Cardinals rally for five runs vs. Pirates bullpen, win 5-4

Tribune Content Agency

PITTSBURGH — It didn’t take many hits for the Cardinals to shake their offense awake just in the nick time, and that was a good thing because for a long time they didn’t have any.

Pirates started Mitch Keller took a no-hitter through six innings, but when he didn’t come out for the seventh, the Cardinals’ offense did. For the second time in as many games, the Cardinals swamped the Pirates with a late crooked-number inning that erased a lead and set sail for their own victory. Tyler O’Neill’s two-run double started what became a five-run seventh inning and led to a 5-4 victory Friday at PNC Park.

The rally was the Cardinals’ largest of the season, and their biggest deficit they’ve overcome since August of last year, against the Pirates.

The Cardinals (25-24) surfaced above .500 for the first time on this road trip, and that allowed them to keep ahead of the Cincinnati Reds and Milwaukee Brewers for second in the NL Central.

The rally netted Jake Woodford his first MLB win.

Genesis Cabrera pitched the final five outs and struck out three to score his first save and hold that one run lead seized in the seventh inning. All it took for the Cardinals to snap out of their six-inning slumber was a few walks, a hit batter, and not having to face Keller.

The rally in the seventh inning did have a potential cost that left the Cardinals worried after the game. The moment that loaded the bases without a hit was a pitch that struck Yadier Molina on his left wrist. That’s the same wrist that Ryan Braun hit with a bat earlier in the week, and Molina took another bat to the glove in the Pirates’ series for a catcher’s interference. Molina went through a series of exams in Milwaukee that included an X-ray and a CT scan, neither of which revealed any fractures in the left hand or wrist.
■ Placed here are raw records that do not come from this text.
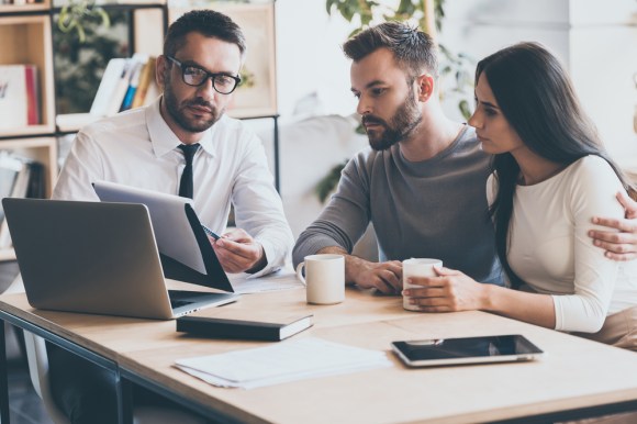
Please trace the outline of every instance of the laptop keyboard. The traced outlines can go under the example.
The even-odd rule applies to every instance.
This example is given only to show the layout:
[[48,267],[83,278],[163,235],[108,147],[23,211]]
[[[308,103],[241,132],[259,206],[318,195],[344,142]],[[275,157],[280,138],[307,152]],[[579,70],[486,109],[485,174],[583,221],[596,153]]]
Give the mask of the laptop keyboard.
[[170,306],[172,309],[186,306],[187,304],[191,304],[192,300],[186,300],[187,297],[192,297],[192,293],[180,291],[180,290],[169,290],[170,295]]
He returned to the lineup the day after Braun’s bat bruised him, but the pounding continued, and in the eighth inning Saturday he yielded to Matt Wieters. Molina was initially diagnosed with a bruised wrist.
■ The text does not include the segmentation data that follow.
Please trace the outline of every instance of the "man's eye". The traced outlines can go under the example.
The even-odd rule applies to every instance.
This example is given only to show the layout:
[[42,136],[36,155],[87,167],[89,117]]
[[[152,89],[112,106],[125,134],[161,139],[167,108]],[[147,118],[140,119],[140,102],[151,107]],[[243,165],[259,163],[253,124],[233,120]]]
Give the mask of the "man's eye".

His condition was still being evaluated late Saturday night.

At the tipping point of the seventh inning, the Cardinals had more hit batters than their batters had hits. Pirates reliever Geoff Hartlieb hit Molina with an inside pitch. Molina tried to press his hands to his chest to avoid it, but could not. Molina took his base to load them — and still the Cardinals did not have a hit in the game.
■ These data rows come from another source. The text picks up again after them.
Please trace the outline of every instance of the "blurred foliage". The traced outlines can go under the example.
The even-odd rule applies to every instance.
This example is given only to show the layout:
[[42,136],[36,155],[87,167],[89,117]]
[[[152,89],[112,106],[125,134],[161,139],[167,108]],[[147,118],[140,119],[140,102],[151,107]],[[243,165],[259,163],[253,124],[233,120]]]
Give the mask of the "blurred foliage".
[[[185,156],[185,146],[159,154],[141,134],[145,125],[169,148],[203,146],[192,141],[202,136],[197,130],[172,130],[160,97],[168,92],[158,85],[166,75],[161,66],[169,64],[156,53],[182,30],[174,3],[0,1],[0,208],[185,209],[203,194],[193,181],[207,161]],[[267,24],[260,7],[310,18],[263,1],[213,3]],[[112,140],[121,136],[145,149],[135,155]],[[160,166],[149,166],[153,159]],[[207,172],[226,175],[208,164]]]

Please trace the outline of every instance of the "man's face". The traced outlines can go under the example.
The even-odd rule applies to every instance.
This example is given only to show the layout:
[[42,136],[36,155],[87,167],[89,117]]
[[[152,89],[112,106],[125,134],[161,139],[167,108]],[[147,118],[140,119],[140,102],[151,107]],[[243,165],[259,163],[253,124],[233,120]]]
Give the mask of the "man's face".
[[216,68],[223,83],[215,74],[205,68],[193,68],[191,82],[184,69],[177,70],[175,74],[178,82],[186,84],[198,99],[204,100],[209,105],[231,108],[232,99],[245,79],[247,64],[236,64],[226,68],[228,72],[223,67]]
Keller took a no-hitter through six innings. He sped through the Cardinals’ order twice by the end the fifth inning, and then he retired the top of the lineup in order without allowing a ball out of the infield in the sixth inning. The Cardinals looked as ill-equipped to adjust to Keller as they had against Steven Brault earlier in the series or as they did against the Brewers’ bullpen this past Wednesday. In two games on this road trip the Cardinals got two hits, and that it.

Their offense has been like a used bike.

It crunches, it grates, and really picks up speed going downhill, but sometimes the chain comes off the pedals just flail. It goes nowhere.